The School of Music presents a guest-artist series for fall 2021 that offers an array of prestigious ensembles and acclaimed soloists whose work ranges from time-honored classics to underrepresented artists throughout history to today’s cutting-edge composers and performers. Guest-artists include Louise Toppin, Sphinx Virtuosi, Verona Quartet and more.
Performances will be held both in person at state-of-the-art Watson Hall and livestreamed for free as part of the new “Live from Watson Hall” series. The guest-artist series complements the previously announced performances by UNCSA student and faculty ensembles.
More information, including tickets and free livestream registration, is available online or by calling the box office at 336-721-1945. Tickets to in-person events are $18 regular and $15 students with valid ID. UNCSA students receive one complimentary ticket; faculty and staff receive two. Watson Hall will be open at full capacity, and audience members and performers (as practicable) are required to wear masks.

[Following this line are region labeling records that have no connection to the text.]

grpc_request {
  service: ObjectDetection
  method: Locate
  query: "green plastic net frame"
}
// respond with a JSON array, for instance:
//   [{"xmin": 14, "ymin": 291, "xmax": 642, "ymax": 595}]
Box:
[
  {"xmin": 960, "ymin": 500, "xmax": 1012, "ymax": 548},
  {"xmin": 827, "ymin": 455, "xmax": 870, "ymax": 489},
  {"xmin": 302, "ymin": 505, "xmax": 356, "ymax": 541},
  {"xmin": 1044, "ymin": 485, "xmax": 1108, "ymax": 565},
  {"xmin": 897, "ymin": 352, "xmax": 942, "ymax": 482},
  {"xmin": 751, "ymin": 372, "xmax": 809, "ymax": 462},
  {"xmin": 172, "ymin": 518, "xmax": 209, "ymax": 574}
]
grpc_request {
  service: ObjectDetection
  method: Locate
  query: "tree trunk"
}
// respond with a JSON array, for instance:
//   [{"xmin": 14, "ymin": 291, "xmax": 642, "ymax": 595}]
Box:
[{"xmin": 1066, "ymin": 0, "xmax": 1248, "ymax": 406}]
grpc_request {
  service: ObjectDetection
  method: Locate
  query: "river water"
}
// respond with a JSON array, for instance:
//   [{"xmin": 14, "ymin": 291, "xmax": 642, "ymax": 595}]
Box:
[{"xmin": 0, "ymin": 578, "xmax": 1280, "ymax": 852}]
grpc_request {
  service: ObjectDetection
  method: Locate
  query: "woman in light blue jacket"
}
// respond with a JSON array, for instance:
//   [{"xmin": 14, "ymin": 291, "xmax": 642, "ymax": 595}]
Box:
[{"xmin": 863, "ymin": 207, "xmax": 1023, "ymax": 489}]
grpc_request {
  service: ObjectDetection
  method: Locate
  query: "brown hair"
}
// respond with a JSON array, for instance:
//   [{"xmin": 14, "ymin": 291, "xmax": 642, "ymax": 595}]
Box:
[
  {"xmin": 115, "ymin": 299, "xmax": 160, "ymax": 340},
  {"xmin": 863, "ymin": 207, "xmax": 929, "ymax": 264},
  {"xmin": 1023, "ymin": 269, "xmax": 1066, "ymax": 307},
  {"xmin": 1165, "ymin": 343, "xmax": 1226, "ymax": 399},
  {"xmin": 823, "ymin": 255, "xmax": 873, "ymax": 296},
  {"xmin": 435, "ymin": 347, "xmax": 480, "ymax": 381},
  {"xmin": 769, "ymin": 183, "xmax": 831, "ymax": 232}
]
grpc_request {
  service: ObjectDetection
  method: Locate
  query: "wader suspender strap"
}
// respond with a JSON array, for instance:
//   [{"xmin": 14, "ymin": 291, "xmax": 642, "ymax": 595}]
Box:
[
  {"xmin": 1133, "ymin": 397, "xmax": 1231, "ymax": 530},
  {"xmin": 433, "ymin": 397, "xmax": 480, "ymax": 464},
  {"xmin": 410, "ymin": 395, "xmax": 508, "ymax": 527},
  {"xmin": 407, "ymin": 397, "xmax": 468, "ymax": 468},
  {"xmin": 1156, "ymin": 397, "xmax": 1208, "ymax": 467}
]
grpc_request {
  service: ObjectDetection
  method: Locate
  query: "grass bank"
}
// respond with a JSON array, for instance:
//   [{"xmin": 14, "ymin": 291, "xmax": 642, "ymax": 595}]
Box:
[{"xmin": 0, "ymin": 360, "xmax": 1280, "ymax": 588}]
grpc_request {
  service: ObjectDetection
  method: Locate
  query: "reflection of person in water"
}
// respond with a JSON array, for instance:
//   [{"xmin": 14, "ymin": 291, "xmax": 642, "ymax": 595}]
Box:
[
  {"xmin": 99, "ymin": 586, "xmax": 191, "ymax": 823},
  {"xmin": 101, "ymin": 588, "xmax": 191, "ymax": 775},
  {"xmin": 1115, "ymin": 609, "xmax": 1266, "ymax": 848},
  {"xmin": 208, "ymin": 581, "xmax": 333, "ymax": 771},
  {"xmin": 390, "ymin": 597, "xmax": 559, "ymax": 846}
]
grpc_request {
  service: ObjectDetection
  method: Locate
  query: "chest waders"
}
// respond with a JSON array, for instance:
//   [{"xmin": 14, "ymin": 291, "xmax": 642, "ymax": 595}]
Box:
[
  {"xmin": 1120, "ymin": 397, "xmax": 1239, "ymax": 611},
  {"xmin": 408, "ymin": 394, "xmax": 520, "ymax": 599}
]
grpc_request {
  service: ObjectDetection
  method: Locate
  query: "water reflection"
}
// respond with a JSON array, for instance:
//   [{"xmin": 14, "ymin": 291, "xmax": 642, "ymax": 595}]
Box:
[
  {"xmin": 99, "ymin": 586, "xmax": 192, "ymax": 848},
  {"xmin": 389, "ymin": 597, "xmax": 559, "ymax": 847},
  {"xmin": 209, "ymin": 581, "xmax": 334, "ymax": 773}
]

“Our guest-artist series truly offers something for every music lover,” said Saxton Rose, who was named dean of the School of Music in June after a year as interim dean. “It includes a coloratura soprano performing spirituals of the African Diaspora; an award-winning string quartet; and a dynamic professional chamber orchestra composed of some of the nation’s top Black and Latinx classical soloists. “Our new ‘Live from Watson Hall’ series will bring their amazing work to audiences near and far who cannot be with us in person.”
Many of the guest artists will offer master classes or workshops to students during their visits, enhancing the conservatory training by world-class faculty artists in the School of Music. Some groups will also record the works of composition students in the state-of-the-art recording studio in the newly renovated Semans Arts and Administration Building on campus. “We are excited to expose our students to musicians of this caliber who represent the entire mosaic of the music ecosystem,” Rose said. “We continue our long-standing commitment to learn and perform music by artists whose voices have not been heard, and those we’ve heard all our lives. That is the hallmark of a 21st-century music conservatory.”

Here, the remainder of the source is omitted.